Pointing out that Katara is treated, post-atla canon, as Aang’s trophy is not ‘calling a native woman who loves her husband a trophy wife’ because like, I’ve got a newsflash for you, Katara does not exist. And criticizing the way the white men who created her chose to destroy her character in post-canon materials and the sequel show is not the equivalent of being racist or misogynistic--it’s actually calling out the racism and misogyny inherent in her treatment by the show’s creators!
Secondly, I’ve written extensively before about how Katara’s ‘achievements’ post-canon actually aren’t. The show pays minor lipservice to what Katara accomplished, but doesn’t actually show that she did anything worthwhile with her life other than have the Avatar’s children. She ‘outlawed bloodbending’? Sure she did, that’s why she was present at the trial for the most infamous bloodbender in history, right alongside her husband, brother, and friend..... oh wait. She ‘is still a respected matriarch of her tribe’? Sure she is, that’s why she was able to talk sense into her people when they were on the brink of civil war, that’s why people listened when she raised her voice and told them to stop being idiots, that’s why... oh, wait, none of that happened because she stayed in the healing huts the whole time. Oh, but she was ‘a healer’--not just that, but one of the greatest healers who ever lived? Sure! That’s why she was able to heal Korra’s bloodbending related injuries- hm, no, but I’m sure that’s why she was able to heal everyone else when their injuries were revealed to have been caused by bloodbending- no, wait, but I’m POSITIVE it’s why she was able to heal Korra’s injuries when she was recovering from mercury poisoning- wait, she didn’t do that either!
It’s encapsulated pretty neatly by this paragraph:
 [The problem is] that virtually none of these accomplishments matter in the context of LoK. Very little that Katara did during or after the war is so much as referenced, and even the things that are referenced matter very little.

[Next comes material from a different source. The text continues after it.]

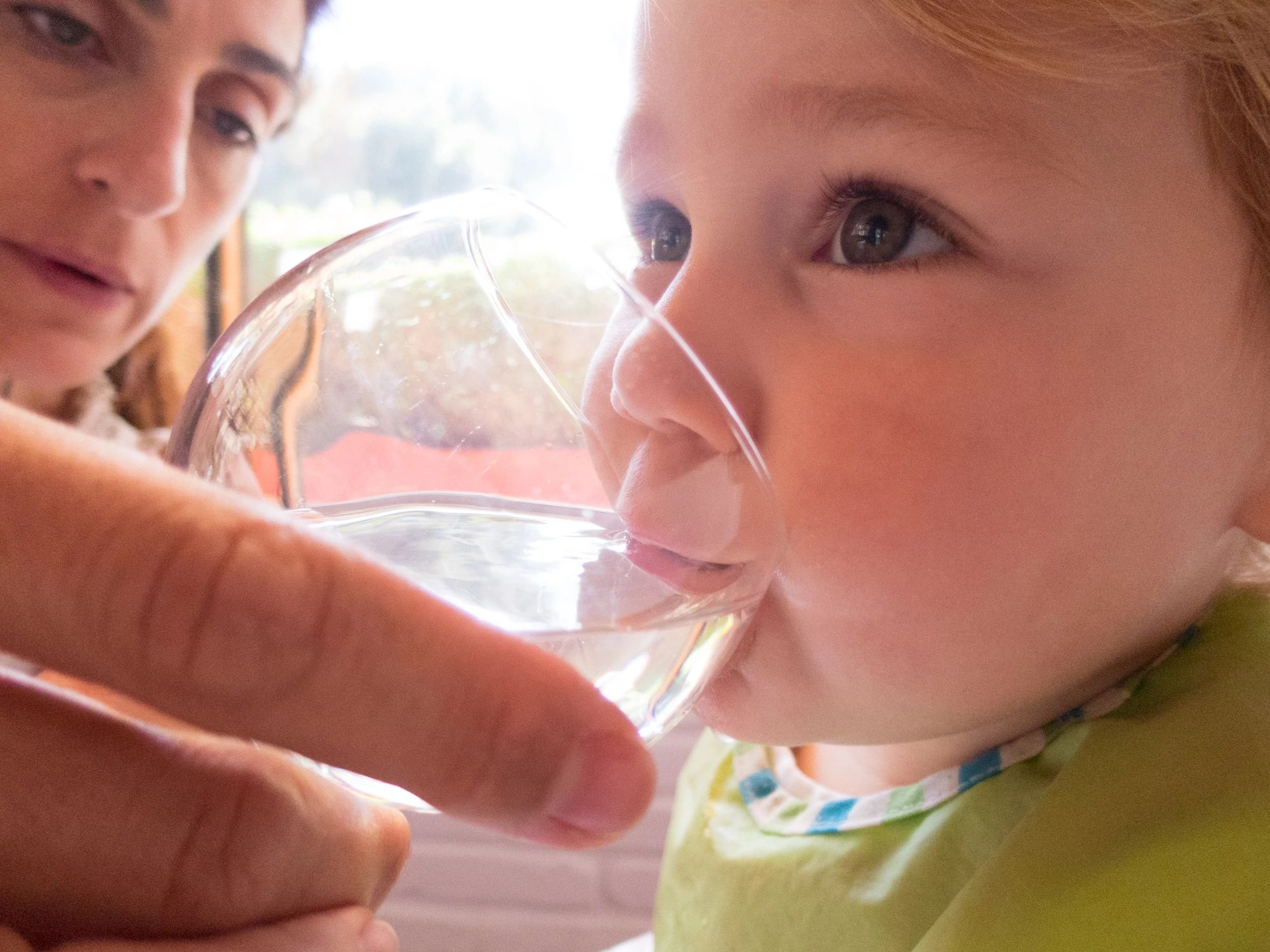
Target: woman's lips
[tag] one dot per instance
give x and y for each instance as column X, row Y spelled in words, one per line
column 74, row 276
column 684, row 574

Katara never talks about her life except as it pertains to Aang, or her children. She doesn’t get to do anything during the series either, despite there being multiple things that–were it not for her entire personality being vacuumed out with almost surgical precision–she should have done if she were being kept true to character, or if she, like, cared about her family and people at all. (Things like, oh, attending her own granddaughter’s Air Master ceremony, or lifting finger one to save her family when they were in danger, or lifting finger one to step in when her people were getting thrown into a whole ass civil war...... ...)

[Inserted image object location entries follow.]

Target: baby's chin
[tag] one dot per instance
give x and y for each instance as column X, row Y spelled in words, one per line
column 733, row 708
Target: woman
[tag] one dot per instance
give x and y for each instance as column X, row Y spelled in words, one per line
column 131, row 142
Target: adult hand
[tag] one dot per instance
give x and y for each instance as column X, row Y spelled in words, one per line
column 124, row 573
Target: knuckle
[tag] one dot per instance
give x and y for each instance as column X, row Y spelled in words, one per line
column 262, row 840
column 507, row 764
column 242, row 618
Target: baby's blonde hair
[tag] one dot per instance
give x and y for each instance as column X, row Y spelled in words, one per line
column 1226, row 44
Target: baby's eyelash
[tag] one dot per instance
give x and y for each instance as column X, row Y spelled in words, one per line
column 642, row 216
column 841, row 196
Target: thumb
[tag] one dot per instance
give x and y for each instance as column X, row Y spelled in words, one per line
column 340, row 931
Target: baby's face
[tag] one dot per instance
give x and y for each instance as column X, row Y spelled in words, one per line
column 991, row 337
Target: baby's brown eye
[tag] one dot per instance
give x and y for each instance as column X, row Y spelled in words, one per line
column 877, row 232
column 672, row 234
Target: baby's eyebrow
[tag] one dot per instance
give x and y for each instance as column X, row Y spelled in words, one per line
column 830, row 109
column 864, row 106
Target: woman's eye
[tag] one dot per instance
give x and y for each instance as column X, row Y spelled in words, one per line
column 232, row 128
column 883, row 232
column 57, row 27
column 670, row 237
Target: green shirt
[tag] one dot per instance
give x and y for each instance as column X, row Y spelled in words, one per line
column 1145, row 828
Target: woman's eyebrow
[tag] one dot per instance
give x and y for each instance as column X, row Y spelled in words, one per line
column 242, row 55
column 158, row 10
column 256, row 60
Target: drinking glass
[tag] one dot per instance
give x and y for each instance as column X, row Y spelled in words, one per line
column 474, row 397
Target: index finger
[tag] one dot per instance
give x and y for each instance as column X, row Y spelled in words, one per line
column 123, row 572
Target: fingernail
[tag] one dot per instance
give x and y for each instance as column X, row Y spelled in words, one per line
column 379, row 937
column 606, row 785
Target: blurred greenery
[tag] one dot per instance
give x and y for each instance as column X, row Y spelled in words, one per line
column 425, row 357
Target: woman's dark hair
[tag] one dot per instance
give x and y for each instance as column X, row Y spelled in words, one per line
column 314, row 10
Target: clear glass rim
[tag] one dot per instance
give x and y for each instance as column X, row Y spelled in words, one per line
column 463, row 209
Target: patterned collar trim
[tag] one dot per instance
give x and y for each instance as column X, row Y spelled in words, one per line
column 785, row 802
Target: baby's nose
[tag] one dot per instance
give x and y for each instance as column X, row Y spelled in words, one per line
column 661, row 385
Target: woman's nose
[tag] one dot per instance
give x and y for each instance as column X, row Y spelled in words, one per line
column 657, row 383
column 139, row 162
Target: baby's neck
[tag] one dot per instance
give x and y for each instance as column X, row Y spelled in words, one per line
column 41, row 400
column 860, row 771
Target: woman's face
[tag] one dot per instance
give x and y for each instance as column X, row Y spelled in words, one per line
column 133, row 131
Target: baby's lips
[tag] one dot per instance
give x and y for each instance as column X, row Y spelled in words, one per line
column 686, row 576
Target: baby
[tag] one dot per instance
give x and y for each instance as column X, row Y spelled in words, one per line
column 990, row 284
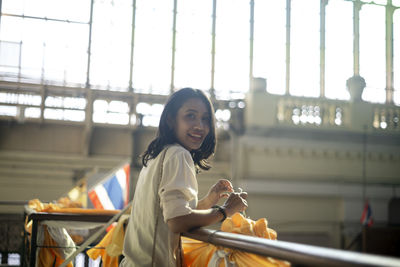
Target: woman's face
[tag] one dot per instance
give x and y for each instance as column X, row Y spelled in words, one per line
column 192, row 124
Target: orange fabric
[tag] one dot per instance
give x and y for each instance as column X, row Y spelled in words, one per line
column 47, row 256
column 199, row 254
column 100, row 250
column 110, row 247
column 61, row 207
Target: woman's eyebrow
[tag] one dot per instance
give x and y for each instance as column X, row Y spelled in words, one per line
column 191, row 110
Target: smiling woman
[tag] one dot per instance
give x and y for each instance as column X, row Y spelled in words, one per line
column 165, row 201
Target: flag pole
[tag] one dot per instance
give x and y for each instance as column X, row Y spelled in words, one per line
column 364, row 163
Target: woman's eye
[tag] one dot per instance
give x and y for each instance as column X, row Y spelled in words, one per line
column 190, row 116
column 206, row 119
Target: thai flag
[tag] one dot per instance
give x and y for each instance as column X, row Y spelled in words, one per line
column 366, row 217
column 113, row 192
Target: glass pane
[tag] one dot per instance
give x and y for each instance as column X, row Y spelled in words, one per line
column 111, row 44
column 52, row 50
column 304, row 48
column 65, row 56
column 232, row 59
column 269, row 54
column 372, row 52
column 193, row 44
column 153, row 46
column 338, row 48
column 396, row 58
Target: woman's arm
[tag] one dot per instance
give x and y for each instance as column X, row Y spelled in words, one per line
column 216, row 192
column 198, row 218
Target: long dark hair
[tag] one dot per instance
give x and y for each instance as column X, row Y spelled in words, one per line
column 166, row 135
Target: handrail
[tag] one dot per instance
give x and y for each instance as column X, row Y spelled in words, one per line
column 305, row 255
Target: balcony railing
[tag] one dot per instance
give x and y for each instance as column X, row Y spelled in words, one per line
column 265, row 110
column 297, row 254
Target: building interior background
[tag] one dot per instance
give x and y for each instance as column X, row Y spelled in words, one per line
column 306, row 94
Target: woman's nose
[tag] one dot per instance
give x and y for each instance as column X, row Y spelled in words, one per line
column 199, row 125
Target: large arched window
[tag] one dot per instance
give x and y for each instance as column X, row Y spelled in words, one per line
column 193, row 44
column 305, row 48
column 153, row 46
column 232, row 59
column 338, row 48
column 111, row 44
column 396, row 59
column 372, row 52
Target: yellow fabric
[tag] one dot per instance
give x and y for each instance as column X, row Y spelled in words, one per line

@araeph‘s Consumed By Destiny series is also relevant here, because it goes into far greater detail about Katara’s utter lack of a character in LoK and the comics, especially as compared with her character in the original show.
As for my ‘popular headcanon’, I do indeed headcanon Zuko and Katara as having five children (though my conceptualization of their family will be different from others, everyone has their own hcs about the steam family and that’s so sexy of us), which should probably be the point where you realize that Katara having three kids with Aang is not what I have a problem with lmfao. But where the hell do you get ‘abandons her nation’ and ‘erasing her culture’ from ‘Water Tribe ambassador’???? Literally where????? The entire point of Katara being ambassador to the Fire Nation is to represent her culture in global matters of state. It’s so that she can be the voice for her people on the world stage, ensuring that their wants and needs are heard and fulfilled as the world moves forward and the nations grow together. It’s literally the complete opposite of ‘abandoning’ her nation, her people, or her culture, because everything about who they are and who she is will be everpresent in her life (and her husband’s life) because she’s thinking about them and acting for them in everything she does politically.
Just say that you hate people headcanoning Katara as having more agency in her own life and influencing global politics than canon allowed for her and go, honestly. Stop pretending you give a shit about Katara when you hold so much hatred for people envisioning something more for her than just being ‘the Avatar’s girl’ for the rest of her life.